Rosalie Hearst, 84, a philanthropist and longtime...


Rosalie Hearst, 84, a philanthropist and longtime supporter of the Hearst Foundation's United States Senate Youth Program, died Friday at home in Palm Springs, Calif., of circulatory failure.

She was the widow of George R. Hearst, the oldest of the five sons of newspaper magnate William Randolph Hearst.

Her stepson, George Randolph Hearst Jr., is chairman of the board of The Hearst Corp., owner of the San Francisco Examiner and other newspaper, magazine and broadcast holdings.

Curtis E. Jones, 81, the former Mellon National Corp. president, died Thursday in Pittsburgh.

Jones was affiliated with Mellon and its predecessors for more than 43 years until his retirement in 1979.

Jones worked to attract new investors to the Pittsburgh area as the steel industry began to decline, Mellon chairman and chief executive officer Martin McGuinn said.

Benno C. Schmidt, 86, a pioneer in venture capitalism and informal health-policy adviser to several presidents, died Thursday in New York.

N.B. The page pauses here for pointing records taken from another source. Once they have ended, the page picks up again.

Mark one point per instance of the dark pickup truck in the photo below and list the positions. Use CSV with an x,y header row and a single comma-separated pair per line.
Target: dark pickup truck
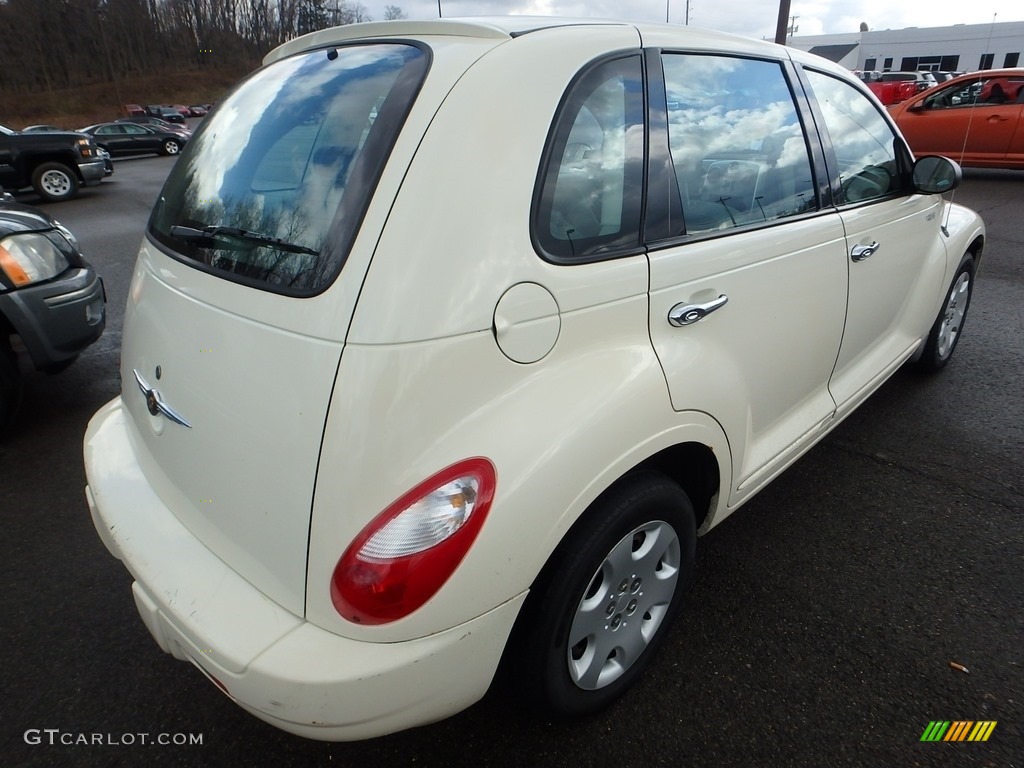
x,y
55,165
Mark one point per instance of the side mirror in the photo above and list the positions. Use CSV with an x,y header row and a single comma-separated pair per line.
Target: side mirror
x,y
934,174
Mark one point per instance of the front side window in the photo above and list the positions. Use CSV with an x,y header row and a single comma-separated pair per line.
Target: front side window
x,y
979,91
271,190
737,146
589,195
864,143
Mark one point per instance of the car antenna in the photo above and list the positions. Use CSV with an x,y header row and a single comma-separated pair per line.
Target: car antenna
x,y
967,133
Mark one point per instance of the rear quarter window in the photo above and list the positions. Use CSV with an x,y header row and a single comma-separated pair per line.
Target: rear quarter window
x,y
271,190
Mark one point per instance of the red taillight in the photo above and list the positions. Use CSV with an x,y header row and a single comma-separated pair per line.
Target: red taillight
x,y
406,554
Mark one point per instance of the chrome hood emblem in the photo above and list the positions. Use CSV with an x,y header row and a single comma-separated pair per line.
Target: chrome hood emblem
x,y
156,403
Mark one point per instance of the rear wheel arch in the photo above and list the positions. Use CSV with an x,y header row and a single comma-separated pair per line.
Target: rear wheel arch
x,y
688,470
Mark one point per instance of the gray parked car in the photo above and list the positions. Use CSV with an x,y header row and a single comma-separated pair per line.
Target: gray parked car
x,y
52,303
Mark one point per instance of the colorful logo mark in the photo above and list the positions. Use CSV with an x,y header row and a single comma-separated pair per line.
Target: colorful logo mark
x,y
958,730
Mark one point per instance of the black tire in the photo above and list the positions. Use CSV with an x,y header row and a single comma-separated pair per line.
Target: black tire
x,y
606,599
946,331
54,182
10,386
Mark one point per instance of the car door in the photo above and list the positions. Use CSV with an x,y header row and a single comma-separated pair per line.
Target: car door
x,y
895,257
973,121
113,138
748,273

Schmidt, who spent 52 years working with financier John Hay Whitney, was appointed by President Nixon to serve as chairman of the President's Cancer Panel in the 1970s. He also was a chairman of the Memorial Sloan-Kettering Cancer Center in New York.

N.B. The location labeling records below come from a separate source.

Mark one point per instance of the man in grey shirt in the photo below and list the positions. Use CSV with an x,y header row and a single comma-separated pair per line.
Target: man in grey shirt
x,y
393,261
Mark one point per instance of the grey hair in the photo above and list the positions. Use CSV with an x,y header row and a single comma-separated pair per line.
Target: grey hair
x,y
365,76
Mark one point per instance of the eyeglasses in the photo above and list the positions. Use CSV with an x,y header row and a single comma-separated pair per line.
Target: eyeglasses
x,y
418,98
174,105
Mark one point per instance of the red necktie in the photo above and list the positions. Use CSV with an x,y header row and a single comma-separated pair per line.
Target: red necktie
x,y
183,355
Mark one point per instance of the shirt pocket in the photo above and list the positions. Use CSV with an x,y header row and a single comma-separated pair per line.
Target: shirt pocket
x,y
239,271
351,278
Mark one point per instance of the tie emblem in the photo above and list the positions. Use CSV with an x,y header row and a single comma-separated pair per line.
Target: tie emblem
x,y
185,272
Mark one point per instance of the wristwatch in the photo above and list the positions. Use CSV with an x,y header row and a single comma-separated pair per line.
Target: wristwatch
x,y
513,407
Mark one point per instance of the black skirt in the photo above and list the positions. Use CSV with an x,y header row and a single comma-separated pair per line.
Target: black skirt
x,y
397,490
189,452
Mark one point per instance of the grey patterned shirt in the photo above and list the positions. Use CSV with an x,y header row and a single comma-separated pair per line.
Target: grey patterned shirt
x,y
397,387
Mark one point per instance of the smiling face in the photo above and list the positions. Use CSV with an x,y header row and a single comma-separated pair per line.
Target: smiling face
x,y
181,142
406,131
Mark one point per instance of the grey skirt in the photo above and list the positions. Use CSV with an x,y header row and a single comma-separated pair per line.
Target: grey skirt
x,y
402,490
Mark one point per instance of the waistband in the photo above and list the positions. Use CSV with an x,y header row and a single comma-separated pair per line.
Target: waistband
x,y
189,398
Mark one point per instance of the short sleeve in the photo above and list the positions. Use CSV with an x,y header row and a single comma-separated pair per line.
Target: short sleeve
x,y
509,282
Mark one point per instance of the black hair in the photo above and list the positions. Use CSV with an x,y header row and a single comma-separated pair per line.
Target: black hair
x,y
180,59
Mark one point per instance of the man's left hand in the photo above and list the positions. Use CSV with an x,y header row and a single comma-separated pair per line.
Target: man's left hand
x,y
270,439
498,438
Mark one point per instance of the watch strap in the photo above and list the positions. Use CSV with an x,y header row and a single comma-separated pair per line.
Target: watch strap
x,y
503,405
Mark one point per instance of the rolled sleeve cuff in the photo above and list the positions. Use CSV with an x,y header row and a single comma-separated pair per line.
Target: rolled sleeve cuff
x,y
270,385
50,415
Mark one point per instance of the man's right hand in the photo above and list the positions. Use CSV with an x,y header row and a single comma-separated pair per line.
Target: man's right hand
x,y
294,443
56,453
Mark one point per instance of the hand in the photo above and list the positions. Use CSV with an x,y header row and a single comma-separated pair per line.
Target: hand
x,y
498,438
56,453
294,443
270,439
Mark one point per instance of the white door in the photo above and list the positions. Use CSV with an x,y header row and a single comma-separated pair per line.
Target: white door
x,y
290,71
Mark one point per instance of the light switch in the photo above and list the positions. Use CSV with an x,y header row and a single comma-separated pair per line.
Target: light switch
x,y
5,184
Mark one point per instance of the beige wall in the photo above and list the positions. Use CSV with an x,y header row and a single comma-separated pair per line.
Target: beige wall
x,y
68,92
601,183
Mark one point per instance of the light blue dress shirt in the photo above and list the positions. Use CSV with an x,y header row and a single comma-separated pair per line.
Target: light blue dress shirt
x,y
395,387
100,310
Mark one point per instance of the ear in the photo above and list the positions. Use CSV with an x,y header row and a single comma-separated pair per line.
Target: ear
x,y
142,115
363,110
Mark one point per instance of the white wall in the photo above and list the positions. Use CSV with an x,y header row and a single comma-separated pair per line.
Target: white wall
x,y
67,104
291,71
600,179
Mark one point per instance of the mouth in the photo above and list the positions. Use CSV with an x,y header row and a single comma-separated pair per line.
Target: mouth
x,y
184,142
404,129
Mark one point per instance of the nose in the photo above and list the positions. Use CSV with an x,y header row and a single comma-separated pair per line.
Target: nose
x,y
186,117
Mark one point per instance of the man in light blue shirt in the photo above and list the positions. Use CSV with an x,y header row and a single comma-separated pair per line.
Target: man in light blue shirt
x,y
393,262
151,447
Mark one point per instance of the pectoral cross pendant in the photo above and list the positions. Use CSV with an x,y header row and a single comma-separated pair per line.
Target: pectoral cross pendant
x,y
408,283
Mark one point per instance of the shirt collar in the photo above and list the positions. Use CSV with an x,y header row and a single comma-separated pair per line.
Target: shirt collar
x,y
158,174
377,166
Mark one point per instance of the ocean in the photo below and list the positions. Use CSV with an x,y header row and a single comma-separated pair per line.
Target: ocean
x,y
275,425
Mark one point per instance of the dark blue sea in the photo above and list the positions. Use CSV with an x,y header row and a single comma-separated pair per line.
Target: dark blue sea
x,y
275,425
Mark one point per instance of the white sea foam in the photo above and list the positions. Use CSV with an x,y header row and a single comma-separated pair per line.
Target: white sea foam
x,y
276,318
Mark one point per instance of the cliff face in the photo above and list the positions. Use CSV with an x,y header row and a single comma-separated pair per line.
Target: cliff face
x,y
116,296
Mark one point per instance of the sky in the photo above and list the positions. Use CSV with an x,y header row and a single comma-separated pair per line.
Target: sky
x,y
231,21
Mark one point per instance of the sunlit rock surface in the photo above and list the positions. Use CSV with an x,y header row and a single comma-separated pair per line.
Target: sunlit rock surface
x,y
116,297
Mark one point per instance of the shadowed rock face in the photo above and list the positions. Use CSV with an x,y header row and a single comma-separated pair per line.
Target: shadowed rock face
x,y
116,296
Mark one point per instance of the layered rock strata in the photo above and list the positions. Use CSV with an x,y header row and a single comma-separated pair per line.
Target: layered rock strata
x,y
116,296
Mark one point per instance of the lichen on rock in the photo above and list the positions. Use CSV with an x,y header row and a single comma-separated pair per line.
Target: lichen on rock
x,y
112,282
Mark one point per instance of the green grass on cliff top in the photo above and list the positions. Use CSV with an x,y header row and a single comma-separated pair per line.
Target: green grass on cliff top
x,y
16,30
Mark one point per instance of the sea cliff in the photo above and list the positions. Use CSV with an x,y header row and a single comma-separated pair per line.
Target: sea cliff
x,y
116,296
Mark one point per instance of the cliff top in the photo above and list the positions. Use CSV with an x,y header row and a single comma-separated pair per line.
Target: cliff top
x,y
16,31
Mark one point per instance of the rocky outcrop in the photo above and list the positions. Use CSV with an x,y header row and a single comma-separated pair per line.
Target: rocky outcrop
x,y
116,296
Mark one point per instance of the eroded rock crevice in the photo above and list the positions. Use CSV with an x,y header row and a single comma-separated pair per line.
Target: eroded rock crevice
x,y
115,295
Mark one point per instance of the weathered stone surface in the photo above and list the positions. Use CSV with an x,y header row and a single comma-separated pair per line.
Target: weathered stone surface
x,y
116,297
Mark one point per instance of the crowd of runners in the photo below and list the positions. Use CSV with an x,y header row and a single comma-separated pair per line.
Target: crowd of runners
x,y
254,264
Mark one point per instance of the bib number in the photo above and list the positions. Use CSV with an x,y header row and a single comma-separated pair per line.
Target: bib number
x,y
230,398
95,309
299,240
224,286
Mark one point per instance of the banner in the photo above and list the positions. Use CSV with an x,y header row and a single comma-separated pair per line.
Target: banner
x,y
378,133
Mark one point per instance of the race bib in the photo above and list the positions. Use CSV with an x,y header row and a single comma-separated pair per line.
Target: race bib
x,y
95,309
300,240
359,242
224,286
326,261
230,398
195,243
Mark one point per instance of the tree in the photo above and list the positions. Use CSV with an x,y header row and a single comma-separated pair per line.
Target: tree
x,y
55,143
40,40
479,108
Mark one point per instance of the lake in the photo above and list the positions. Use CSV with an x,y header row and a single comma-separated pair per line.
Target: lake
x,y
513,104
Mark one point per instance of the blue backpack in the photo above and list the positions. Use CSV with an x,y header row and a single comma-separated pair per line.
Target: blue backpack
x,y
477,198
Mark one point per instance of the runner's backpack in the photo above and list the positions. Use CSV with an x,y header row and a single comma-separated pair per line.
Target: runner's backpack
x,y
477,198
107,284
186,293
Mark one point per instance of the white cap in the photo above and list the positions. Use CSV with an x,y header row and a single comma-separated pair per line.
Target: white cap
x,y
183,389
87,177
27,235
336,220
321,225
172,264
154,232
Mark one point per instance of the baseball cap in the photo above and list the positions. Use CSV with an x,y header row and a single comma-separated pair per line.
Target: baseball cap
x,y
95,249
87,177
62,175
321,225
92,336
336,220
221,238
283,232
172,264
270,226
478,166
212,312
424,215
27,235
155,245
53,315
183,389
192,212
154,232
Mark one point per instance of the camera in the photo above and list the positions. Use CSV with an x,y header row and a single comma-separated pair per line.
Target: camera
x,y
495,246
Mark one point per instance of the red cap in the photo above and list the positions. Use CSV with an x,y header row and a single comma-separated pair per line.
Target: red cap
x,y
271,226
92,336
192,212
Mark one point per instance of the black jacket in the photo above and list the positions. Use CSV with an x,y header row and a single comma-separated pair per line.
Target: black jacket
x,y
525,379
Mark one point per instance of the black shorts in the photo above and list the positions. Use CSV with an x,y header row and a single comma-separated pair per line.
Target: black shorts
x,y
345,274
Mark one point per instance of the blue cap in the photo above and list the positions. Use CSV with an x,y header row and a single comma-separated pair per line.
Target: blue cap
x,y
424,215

H. Stuart Hughes, 83, a prolific historian, peace advocate and political gadfly who ran for the U.S. Senate against Edward M. Kennedy in 1962, died Thursday in San Diego, where he lived as a professor emeritus of the University of California at San Diego.

Hughes wrote 12 books -- six on intellectual and cultural history with a focus on modern Europe, two general histories, three collections of essays and an autobiography. Six, including his memoir, "Gentleman Rebel: The Memoirs of H. Stuart Hughes," remain in print.

Wayne Oates, 82, a pioneer in the field of pastoral care and counseling, died Thursday in Louisville, Ky. He was 82.

Oates was credited most often for the integration of theology with psychology and psychiatry. He wrote more than 50 books on the relationship between faith and healing and established the Wayne E. Oates Institute in Louisville in 1993.